Nimmt ein alleiniger gesetzlicher Vertreter des minderjährigen erbenden Kindes Aufgaben eines Testamentsvollstreckers wahr, so begründet dies für sich allein weder einen Interessengegensatz noch erfordert dies die Anordnung einer Ergänzungspflegschaft.
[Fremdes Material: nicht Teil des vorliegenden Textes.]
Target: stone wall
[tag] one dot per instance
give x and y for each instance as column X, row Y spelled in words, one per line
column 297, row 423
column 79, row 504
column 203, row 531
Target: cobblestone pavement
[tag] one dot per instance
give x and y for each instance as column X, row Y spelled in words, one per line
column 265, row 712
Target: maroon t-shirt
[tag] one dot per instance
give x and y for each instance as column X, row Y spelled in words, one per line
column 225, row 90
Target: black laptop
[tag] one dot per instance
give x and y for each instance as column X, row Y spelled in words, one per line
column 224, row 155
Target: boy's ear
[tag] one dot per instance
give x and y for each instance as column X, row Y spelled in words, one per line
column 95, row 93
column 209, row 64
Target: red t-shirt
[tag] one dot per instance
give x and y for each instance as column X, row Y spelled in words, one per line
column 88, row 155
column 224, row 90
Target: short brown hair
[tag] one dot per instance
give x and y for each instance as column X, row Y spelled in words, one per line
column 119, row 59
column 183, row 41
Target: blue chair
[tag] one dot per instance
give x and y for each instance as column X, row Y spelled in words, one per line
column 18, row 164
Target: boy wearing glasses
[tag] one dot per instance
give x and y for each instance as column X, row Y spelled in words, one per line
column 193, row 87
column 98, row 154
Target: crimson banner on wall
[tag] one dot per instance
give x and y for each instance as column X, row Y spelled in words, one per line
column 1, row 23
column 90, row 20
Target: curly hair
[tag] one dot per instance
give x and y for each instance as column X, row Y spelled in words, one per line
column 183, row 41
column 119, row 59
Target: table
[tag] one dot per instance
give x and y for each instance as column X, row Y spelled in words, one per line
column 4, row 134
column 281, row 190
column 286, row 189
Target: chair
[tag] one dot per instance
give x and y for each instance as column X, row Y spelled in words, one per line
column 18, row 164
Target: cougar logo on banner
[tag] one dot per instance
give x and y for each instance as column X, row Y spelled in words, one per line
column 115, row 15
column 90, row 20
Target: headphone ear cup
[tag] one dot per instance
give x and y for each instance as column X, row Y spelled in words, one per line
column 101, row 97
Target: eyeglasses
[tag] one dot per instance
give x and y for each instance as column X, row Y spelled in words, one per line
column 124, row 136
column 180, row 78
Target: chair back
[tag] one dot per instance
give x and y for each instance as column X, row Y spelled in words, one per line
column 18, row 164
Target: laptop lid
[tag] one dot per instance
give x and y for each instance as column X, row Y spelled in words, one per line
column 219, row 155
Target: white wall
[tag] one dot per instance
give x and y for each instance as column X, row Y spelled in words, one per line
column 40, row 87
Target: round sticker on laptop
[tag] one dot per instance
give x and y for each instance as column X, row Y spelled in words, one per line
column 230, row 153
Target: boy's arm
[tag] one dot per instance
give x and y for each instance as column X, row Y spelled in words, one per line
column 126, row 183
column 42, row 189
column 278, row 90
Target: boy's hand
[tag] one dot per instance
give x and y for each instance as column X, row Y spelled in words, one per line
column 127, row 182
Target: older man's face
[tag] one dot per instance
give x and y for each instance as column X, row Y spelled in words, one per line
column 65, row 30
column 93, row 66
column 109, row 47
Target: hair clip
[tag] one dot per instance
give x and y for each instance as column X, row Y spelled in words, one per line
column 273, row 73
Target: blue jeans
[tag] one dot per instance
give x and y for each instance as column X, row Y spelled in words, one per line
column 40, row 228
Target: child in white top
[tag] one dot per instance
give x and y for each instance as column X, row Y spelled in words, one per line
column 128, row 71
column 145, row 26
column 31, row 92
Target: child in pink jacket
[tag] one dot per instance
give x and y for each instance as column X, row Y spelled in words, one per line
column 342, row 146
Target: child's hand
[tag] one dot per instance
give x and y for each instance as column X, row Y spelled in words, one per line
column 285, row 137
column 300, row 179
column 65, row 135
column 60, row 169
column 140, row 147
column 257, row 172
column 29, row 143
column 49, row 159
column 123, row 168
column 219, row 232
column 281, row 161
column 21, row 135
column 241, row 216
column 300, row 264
Die Wahrnehmung der Aufgaben als alleiniger gesetzlicher Vertreter und Testamentsvollstrecker in einer Person schließen einander deswegen nicht grundsätzlich aus, weil die Übertragung von Kontrollrechten des an sich befugten gesetzlichen Vertreters auf einen Ergänzungspfleger ohne Vorliegen einer konkreten Konfliktlage faktisch auf eine unzulässige Kontrolle des gesetzlichen Vertreters selbst hinausliefe und wäre ein Verstoß gegen das aus Art. 6 Abs. 2 S. 1 GG resultierende Elternrecht.

Die Ergänzungspflegschaft wird folglich erst dann notwendig, wenn ein Interessenwiderstreit vorliegt, der die Befürchtung rechtfertigt, dass der Vertreter aus Eigennutz die von ihm pflichtgemäß wahrzunehmenden Interessen und sonstigen Belange des Kindes vernachlässigt.[1]

Allerdings spielt das Motiv des Erblassers, eine Testamentsvollstreckung wegen Minderjährigkeit des Erben oder aufgrund dessen mangelnder Eignung zur Verwaltung eines Nachlassgegenstandes anzuordnen, gerade bei Gesellschaftsbeteiligungen häufig eine entscheidende Rolle. Hier ergeben sich aufgrund der gesellschaftsrechtlichen Verflechtungen nicht selten Interessenkonflikte.

[1] Vgl. zur Ablehnung einer Ergänzungspflegschaft allein zur Ausübung von Kontrollrechten: OLG München, Beschluss v. 3.6.2022, 2 WF 232/22 e.